Long Version:  I work with people.  That means that each day is a beautiful mess.

Some days it seems that all I see is the mess.  Broken people.  Hopeless situations.  Impossible barriers.  We spend several hours getting a plan in place only to have someone call it off.  But this is not the whole story  There is more.

There is beauty in the mess.

There is beauty in seeing a mom care of another's child as her own.  There is beauty is watching volunteers spend hours working on projects.  There is beauty in seeing one family envelope another in love.  There is beauty woven in and around this mess.

The question is, will I enter the mess in order to find the beauty?

The answer:  I must.  I must because Someone else entered the horrific, decrepit mess of my life.  And He makes beauty out of my life. 

He is a God who erases statistics - I love that about Him!  Those hopeless situations I wrote of?  He brings hope...He makes the impossible possible!  He knows about pain and suffering...the Bible says he was a "man of sorrows, acquainted with grief."  He can be near and dear to these families in need.  He knows what it is like to have a child ripped away and to watch them suffer. 

This Man brings beauty out of my oh-so-messy-life.  These families that I work with?  This Man wants to bring beauty out of their oh-so-messy-life.  And He wants to do the same to yours.

So my job is indeed a beautiful mess.

But I'm really just following His example.  :)

Thursday, July 7, 2011

Currently Reading: Too Small To Ignore

I'm starting a new "series" where I share what book I am currently reading and my thoughts on it.  I love to read all sorts of books.  But in this world of electronics, movies, TV and more, I have found that it becomes far too easy for me to put aside reading for another day or simply never finish a book.  This will be a simply accountability to both read and reflect.  And hopefully it will also encourage others to read. :)  Mr. Mays and I plan on reading books together when we're married, so hopefully that will give me even more to write about.
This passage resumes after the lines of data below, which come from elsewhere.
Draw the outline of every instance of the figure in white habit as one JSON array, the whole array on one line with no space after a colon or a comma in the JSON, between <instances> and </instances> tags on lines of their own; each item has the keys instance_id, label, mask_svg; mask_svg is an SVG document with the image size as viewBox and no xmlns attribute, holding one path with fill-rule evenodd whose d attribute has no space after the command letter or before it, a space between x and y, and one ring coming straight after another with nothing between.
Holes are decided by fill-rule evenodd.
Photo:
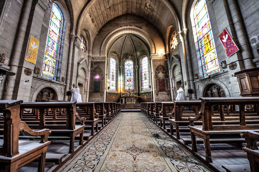
<instances>
[{"instance_id":1,"label":"figure in white habit","mask_svg":"<svg viewBox=\"0 0 259 172\"><path fill-rule=\"evenodd\" d=\"M185 95L183 93L183 89L182 87L179 88L177 90L177 96L176 96L176 101L183 101L184 100Z\"/></svg>"},{"instance_id":2,"label":"figure in white habit","mask_svg":"<svg viewBox=\"0 0 259 172\"><path fill-rule=\"evenodd\" d=\"M79 93L79 88L73 88L72 89L72 95L70 101L77 101L78 103L82 102L82 98Z\"/></svg>"}]
</instances>

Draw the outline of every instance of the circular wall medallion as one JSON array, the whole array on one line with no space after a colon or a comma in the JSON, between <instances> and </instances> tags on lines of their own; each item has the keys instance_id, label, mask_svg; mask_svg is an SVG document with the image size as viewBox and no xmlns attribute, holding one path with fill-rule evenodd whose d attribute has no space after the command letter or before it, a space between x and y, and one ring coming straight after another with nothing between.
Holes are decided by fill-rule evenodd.
<instances>
[{"instance_id":1,"label":"circular wall medallion","mask_svg":"<svg viewBox=\"0 0 259 172\"><path fill-rule=\"evenodd\" d=\"M31 70L29 68L26 68L24 70L24 74L27 76L29 76L31 74Z\"/></svg>"},{"instance_id":2,"label":"circular wall medallion","mask_svg":"<svg viewBox=\"0 0 259 172\"><path fill-rule=\"evenodd\" d=\"M231 63L229 64L228 67L230 69L230 70L235 70L237 68L238 64L235 62L231 62Z\"/></svg>"}]
</instances>

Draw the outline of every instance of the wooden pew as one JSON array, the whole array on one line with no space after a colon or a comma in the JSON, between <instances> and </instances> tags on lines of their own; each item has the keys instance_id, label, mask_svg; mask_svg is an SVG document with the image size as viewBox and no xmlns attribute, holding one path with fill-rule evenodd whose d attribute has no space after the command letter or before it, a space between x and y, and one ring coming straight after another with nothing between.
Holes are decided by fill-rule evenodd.
<instances>
[{"instance_id":1,"label":"wooden pew","mask_svg":"<svg viewBox=\"0 0 259 172\"><path fill-rule=\"evenodd\" d=\"M94 103L95 111L99 115L98 118L102 120L102 127L106 125L106 111L104 109L104 102L97 102Z\"/></svg>"},{"instance_id":2,"label":"wooden pew","mask_svg":"<svg viewBox=\"0 0 259 172\"><path fill-rule=\"evenodd\" d=\"M153 110L153 114L154 117L154 122L157 124L157 119L160 115L159 112L162 110L162 102L155 102L155 109Z\"/></svg>"},{"instance_id":3,"label":"wooden pew","mask_svg":"<svg viewBox=\"0 0 259 172\"><path fill-rule=\"evenodd\" d=\"M212 162L210 142L214 143L240 143L245 141L240 138L240 132L249 130L259 131L259 125L247 125L245 122L246 105L259 104L259 97L226 97L200 98L201 107L198 115L195 118L190 117L189 120L191 125L190 128L192 139L192 152L201 159L203 158L196 154L197 152L196 137L203 139L205 148L206 163ZM212 116L214 106L231 105L239 106L239 125L212 125ZM194 126L194 121L201 119L202 126Z\"/></svg>"},{"instance_id":4,"label":"wooden pew","mask_svg":"<svg viewBox=\"0 0 259 172\"><path fill-rule=\"evenodd\" d=\"M99 120L99 114L95 110L94 102L81 102L77 103L77 106L79 109L77 111L79 115L85 118L84 124L91 125L91 135L93 136L95 131L98 132L98 121Z\"/></svg>"},{"instance_id":5,"label":"wooden pew","mask_svg":"<svg viewBox=\"0 0 259 172\"><path fill-rule=\"evenodd\" d=\"M35 119L34 123L33 120L31 121L31 122L28 124L29 127L34 130L41 130L46 128L50 129L52 132L50 139L69 139L69 153L72 153L74 151L75 137L79 134L80 135L79 144L82 147L84 129L85 126L83 124L85 119L80 117L76 113L76 103L66 101L25 102L21 104L20 108L21 109L34 109L35 111L38 111L39 121L37 119ZM64 118L60 119L57 118L54 120L46 120L47 110L52 109L55 111L59 108L65 109L66 116ZM56 112L53 113L56 114ZM76 119L80 121L81 125L76 125Z\"/></svg>"},{"instance_id":6,"label":"wooden pew","mask_svg":"<svg viewBox=\"0 0 259 172\"><path fill-rule=\"evenodd\" d=\"M172 102L162 102L162 110L159 112L160 114L160 127L166 129L166 123L168 122L169 124L169 114L172 113L174 108L174 103Z\"/></svg>"},{"instance_id":7,"label":"wooden pew","mask_svg":"<svg viewBox=\"0 0 259 172\"><path fill-rule=\"evenodd\" d=\"M104 102L104 108L106 112L106 117L107 117L108 122L109 122L111 119L111 108L110 108L109 102Z\"/></svg>"},{"instance_id":8,"label":"wooden pew","mask_svg":"<svg viewBox=\"0 0 259 172\"><path fill-rule=\"evenodd\" d=\"M16 171L28 163L39 158L38 171L44 172L48 145L48 137L51 131L43 129L36 131L30 129L20 118L20 104L22 101L0 100L0 109L3 113L3 140L0 139L0 170ZM20 132L23 130L31 136L40 136L40 142L20 140Z\"/></svg>"},{"instance_id":9,"label":"wooden pew","mask_svg":"<svg viewBox=\"0 0 259 172\"><path fill-rule=\"evenodd\" d=\"M247 131L241 132L240 136L246 142L246 147L242 149L247 154L251 172L259 171L259 149L257 145L259 142L259 133Z\"/></svg>"}]
</instances>

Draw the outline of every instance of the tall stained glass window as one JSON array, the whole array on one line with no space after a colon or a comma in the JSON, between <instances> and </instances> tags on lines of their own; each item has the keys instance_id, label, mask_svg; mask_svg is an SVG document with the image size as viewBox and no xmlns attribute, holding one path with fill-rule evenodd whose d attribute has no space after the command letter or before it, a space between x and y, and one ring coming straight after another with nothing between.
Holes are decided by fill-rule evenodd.
<instances>
[{"instance_id":1,"label":"tall stained glass window","mask_svg":"<svg viewBox=\"0 0 259 172\"><path fill-rule=\"evenodd\" d=\"M112 57L110 59L110 90L116 91L117 86L117 61Z\"/></svg>"},{"instance_id":2,"label":"tall stained glass window","mask_svg":"<svg viewBox=\"0 0 259 172\"><path fill-rule=\"evenodd\" d=\"M134 90L133 62L131 60L125 62L125 89Z\"/></svg>"},{"instance_id":3,"label":"tall stained glass window","mask_svg":"<svg viewBox=\"0 0 259 172\"><path fill-rule=\"evenodd\" d=\"M55 4L52 5L41 76L56 80L63 28L63 16Z\"/></svg>"},{"instance_id":4,"label":"tall stained glass window","mask_svg":"<svg viewBox=\"0 0 259 172\"><path fill-rule=\"evenodd\" d=\"M148 59L144 57L141 59L141 78L142 90L149 89L149 76L148 75Z\"/></svg>"},{"instance_id":5,"label":"tall stained glass window","mask_svg":"<svg viewBox=\"0 0 259 172\"><path fill-rule=\"evenodd\" d=\"M220 69L205 0L198 0L193 16L203 74L206 76Z\"/></svg>"}]
</instances>

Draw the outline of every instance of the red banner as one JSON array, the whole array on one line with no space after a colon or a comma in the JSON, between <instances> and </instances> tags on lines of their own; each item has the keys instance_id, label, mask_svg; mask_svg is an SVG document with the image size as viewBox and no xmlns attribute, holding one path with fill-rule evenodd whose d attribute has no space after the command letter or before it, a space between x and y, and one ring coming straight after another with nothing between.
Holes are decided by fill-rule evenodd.
<instances>
[{"instance_id":1,"label":"red banner","mask_svg":"<svg viewBox=\"0 0 259 172\"><path fill-rule=\"evenodd\" d=\"M225 48L228 57L239 50L226 29L220 35L219 38Z\"/></svg>"}]
</instances>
Too Small to Ignore:  Why The Least of These Matters Most

Dr. Wess Stafford, President and CEO, Compassion International

This book shares Stafford's personal life (including growing up in a remote African village) and his professional life.  He writes compellingly for Christians to "change the world one child at a time."  If you know me at all, I would hope that you know that I love teaching and working with children.  I spent two years doing children's ministry with Life Action Ministries, I have spent countless hours babysitting children, I have taught children's classes in at least four different churches.  Just last night I was sharing with Mr. Mays the excitement I feel when I see little ones understand the story and see their little hearts being turned towards God.  I still have a lot of the book left to finish, but already I am challenged and encouraged by Stafford's words.